Wednesday, August 3, 2011

NYC Restaurant Review: Dakar Senegalese Food in Clinton Hill - Food At Your Fingertips

In general I have found African cuisines greatly under appreciated. Ethiopian has caught on as well as North African food like Moroccan, but most African cuisines are unknown to most Americans. This is a shame because the handful of African restaurants I have found have generally been quite good.

Dakar is a good example of this. Located in Clinton Hill, at 285 Grand Ave (between Lafayette ave and Clifton pl), it was a short bus ride away for us. The menu had already hooked us in with its mix of Senegalese and other African dishes. I had read some very disparaging customer reviews on some websites, but we found nothing to complain about. The service was good. I got the impression that any time something took awhile to come it was because it was being made fresh rather than just being scooped out of a pot prepared long before as is done at many restaurants. And the food was quite good.

We started with Pepe Soup, a fairly spicy fish soup. This really is a bit spicy, even to me, so spice wimps should avoid it. But if you are like Joy and me and appreciate food that kicks back, the Pepe soup will satisfy you. One touch that impressed me is that although they brought us bread before the meal (standard, decent French bread) they brought us more specifically to go with the soup. The bread brought before the meal was cut thick while the bread brought for the soup, though the same kind of bread, had been warmed enough to give it a very slight crunch and had been sliced much thinner so it went with the soup better. That kind of small touch shows real thought about the food.

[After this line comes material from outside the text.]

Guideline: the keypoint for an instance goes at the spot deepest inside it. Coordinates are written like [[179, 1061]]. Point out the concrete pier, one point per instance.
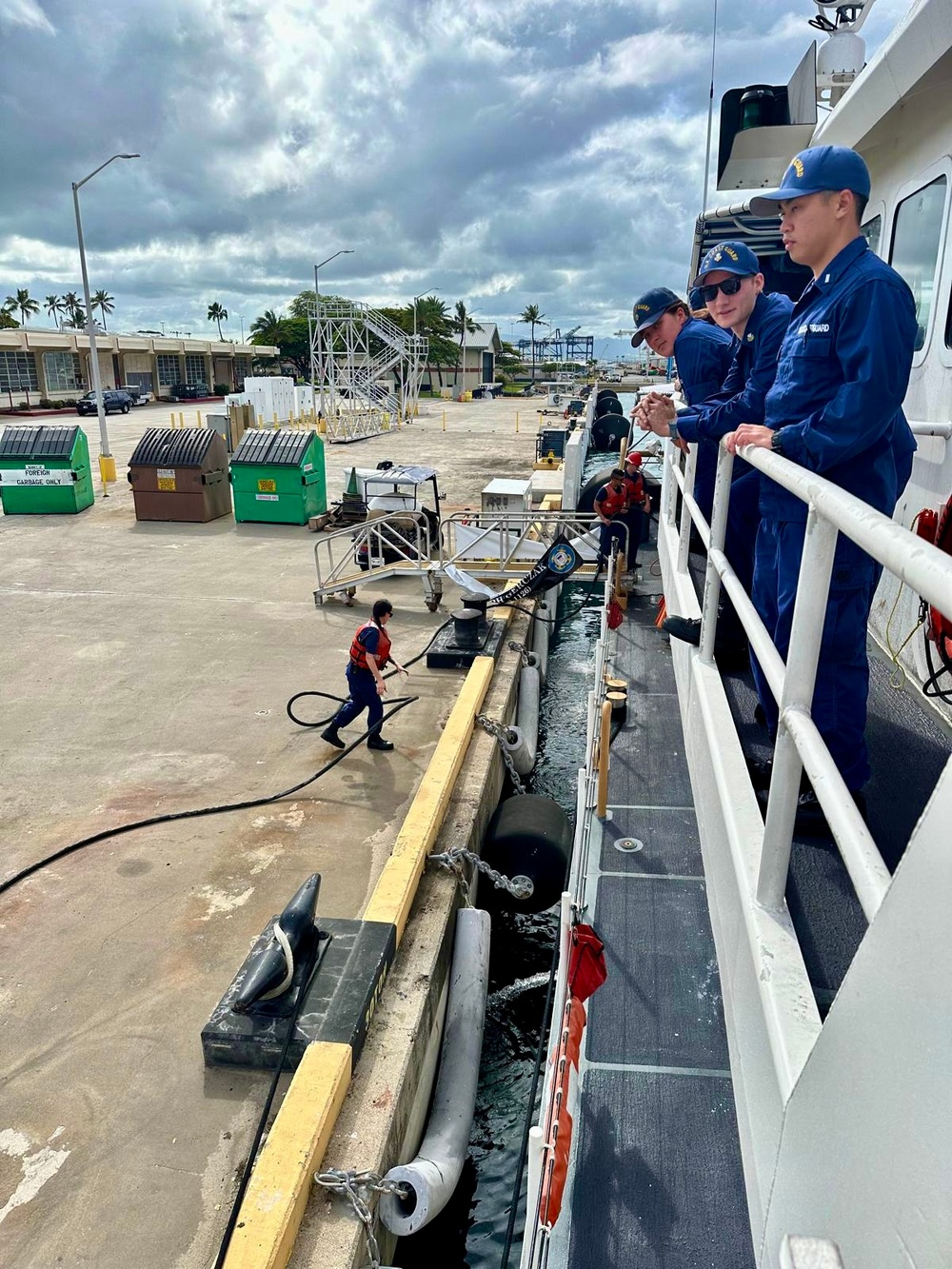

We also got two appetizers. The one truly spectacular dish was the shrimp and sweet potato fritters. We liked everything, but this dish stood out as being nearly perfect. I wouldn't have necessarily picked shrimp and sweet potatoes going well together, but they combined perfectly with a salad and a kind of sweet and sour sauce to go with it. Highly recommend this one. We also got plantain papillote, which was a whole, roasted plantain with tamarind coleslaw. Now, having spent a few months in Western Samoa, I can tell you that there is only so much you can do with a whole plantain. Roasting it whole gives it a slight, caramelized sweetness which went well with the sourness of the tamarind sauce. And, spicy soup aside, this begins a theme that I noticed in the cuisine of sweet mixed with sour in several of the dishes. The plantain was good and filling, though not on par with the fritters.

For main courses we got yassa guinnaar, which was roasted chicken with a lemon and onion comfit and jasmine rice, and vegan mafe, a peanut and vegetable stew with millet couscous. The chicken was quite good, though a little too sour for my tastes. I think this one dish missed just the right balance of sweet and sour, but was still good. The chicken was prepared just right, not dry at all. The stew was a bit like a vegetarian tagine and I did find myself thinking it might be better with some lamb or chicken in it, but it was none the less quite good. Perhaps my second favorite dish next to the fritters. The stew didn't follow the sweet/sour theme of most of the meal, but instead depended on peanuts and the flavor of the vegetables. I have always liked the use of peanuts (also called groundnuts in Africa) in African cooking and this dish was a good example. I found myself using the bread left over from the soup (nice and thinly sliced with a slight crunch to it) to dip in the peanut sauce.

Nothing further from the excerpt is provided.